Во всем сценарии новогодней программы было две песни, которые надо было играть мне. Одна композиция была из репертуара «Дискотеки Аварии», а вторая - песня группы «Чингисхан», с тупо переделанным текстом про новый год. Мне было очень интересно наблюдать, как преступники прыгали по сцене, словно дети, и пели песни про снежинки, мишуру и прочие новогодние прелести. Все это напоминало новогодний утренник в детском саду, с той лишь разницей, что исполнителей данных сказочных композиций жестоко били, если они забывали слова или инструментальные партии.

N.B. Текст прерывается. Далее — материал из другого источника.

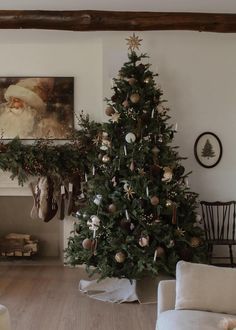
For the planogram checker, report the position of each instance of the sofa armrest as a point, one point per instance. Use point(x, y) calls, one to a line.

  Как и во всей системе исполнения наказаний, в колонии тоже довольно часто проводились обыски. Назывались они режимным сектором. Это означало, что на какой-либо из секторов колонии приходили сотрудники режимного отдела и проводили полный шмон. Как раз за неделю до нового года сектор нагрянул в клуб. Всех зеков загнали в зрительный зал и стали шмонать подсобные помещения. После этого нас тали выводить по одному и обыскивать на выходе. Режимников было человек шесть. После обыска нас опять загнали в зал, и мусора полезли наверх в каморку, где репетировал духовой оркестр. Ковырялись они там довольно-таки долго. Когда обыск был окончен, всему коллективу духовиков было приказано построиться на улице. Пацанов увели в режимный отдел. Вернулись они к вечеру, но не все. Из разговоров между зеками я узнал, что у них в каморке нашли заваренный чай. По режиму чай можно было пить только в предназначенное  для этого время. Пацаны запалились. Их привели в отдел и каждому по очереди надевали противогаз, перекрывая воздух. После нескольких таких процедур их валили на пол и пинали ногами по почкам. Руководителя духового оркестра били дольше остальных и, переборщив, разбили ему лицо. Чтобы скрыть данный факт от окружающих, его закрыли изолятор на 15 суток, чтобы прошли синяки. И никому из мусоров не было дела до того, что парень проведет новый год в ШИЗО.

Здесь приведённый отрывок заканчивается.